と、思いがけずクララさんに会ってしまったのでクララさんの紹介になってしまいましたが、
今日の主役は彼女ではなく、タイトルどおり1025番のおばあちゃん牛のこと。
実は昨日からこの1025番のお話を書こうと、少しブログの下書きをしていて、
「がんばれ!1025番のおばあちゃん牛。」
ってタイトルにしようと思っていたんです。
今日の午前中までその1025番のおばあちゃん牛がいた場所。
(この場所を見に行こうとしたらクララさんがいたので話が脱線しました、すみません…)
今朝まではここに、こんな感じで1025番の牛さんが寝そべっておりました。
水飲み用のバケツは巨大なやつ3つ常備。
すぐ飲み切っちゃう。
彼女は2009年4月生まれの8歳。
井上牧場では上から4番目の、年配の牛さんです。
先日、8月17日に、7回めの出産をしました~。
7回の出産は、平均産次数が3~4頭とも言われる今の酪農業界では結構多い方だと思います。

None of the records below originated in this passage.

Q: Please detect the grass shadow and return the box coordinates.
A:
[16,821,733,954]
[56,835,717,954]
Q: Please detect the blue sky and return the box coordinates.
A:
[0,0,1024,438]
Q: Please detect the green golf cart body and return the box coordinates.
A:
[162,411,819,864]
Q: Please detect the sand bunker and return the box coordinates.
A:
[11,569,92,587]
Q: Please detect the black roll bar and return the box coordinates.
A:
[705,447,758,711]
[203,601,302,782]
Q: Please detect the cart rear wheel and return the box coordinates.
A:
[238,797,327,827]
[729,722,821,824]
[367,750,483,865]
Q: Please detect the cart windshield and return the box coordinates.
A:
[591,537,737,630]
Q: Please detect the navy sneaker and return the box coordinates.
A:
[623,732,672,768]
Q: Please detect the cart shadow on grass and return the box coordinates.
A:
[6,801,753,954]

でもこの7回目の出産の後、いわゆる「起立不能」になってしまったので、
他の牛さんたちとは離れ、1週間ほどこの場所で過ごしておりました~。
(産後に立てなくなる起立不能の症状は、そう珍しいことではないそう。
残念なことに井上牧場でも年に何頭かおります。)
↓これは8月23日の写真。
暑そうだし虫がくるしで背中にタオルをかけてもらってます。
全身ほぼ黒なので、太陽の熱も集めてしまうんでしょう~。
寝たきりの牛さんは間近に行っても逃げないし暴れないのでコミュニケーションがとれちゃう。
(という気がする。)
(というかたくさん触れちゃう。)
(でも本当は嫌がっているかもしれない…。)
実はこの方、昨年も真夏の7月に出産をしまして、
そのときも立てなくなってました。
↓これは昨年7月にお産した頃の写真。
今年と同じ状況じゃないか…笑
「そろそろ立たないと出しちゃうよ!」
(※出す、っていうのはつまり引退のことです。先日の記事「乳牛として生まれた牛さんの寿命を知っていますか?」でも紹介しましたが、乳牛として飼育している牛さんである以上、搾乳ができなくなれば「廃用牛」として処分するのが通常です。)
なんていう話をしていたのですが、その次の日。
見事に起立してました~!!
「そろそろ出しちゃうよ」の脅しが効いたのでしょうか?
日本語がわかるのかもしれませんね~。
あるいは、牛たちをはじめ動物たちには言語なんて関係なく、
こちらの伝えたいことや感情が伝わっているのかもしれません。
というわけで無事、
昨年の夏以降も引き続き井上牧場でお役目果たしてくれていて、
本日に至ったというわけです。
↑これは8月21日の1025番ですが、
立つことはできないものの、食欲はあるようで目の前の草を食べたり、
口元にバケツをもっていけば水を飲んだり、
私には元気そうな顔に見えたので、
去年みたいにちょっと休んだら元気になるかと思っていたのですが。
今年はダメだったみたいです。
昨日あたりからまた調子が悪くなったようで、
回復の見込みがないので「廃用」することに決めた様子。
本日の午前中の内に、「へい獣処理場」へといってしまいました。
私が最後に1025番に会ったのは一昨日の23日。
昨日も顔を見に行けばよかったな~。
すっかり元気になるもんだと思っていました。
挨拶ができず反省です。
1025番のように、病気で動けない牛さんは、「へい獣処理場」へ行くことになります。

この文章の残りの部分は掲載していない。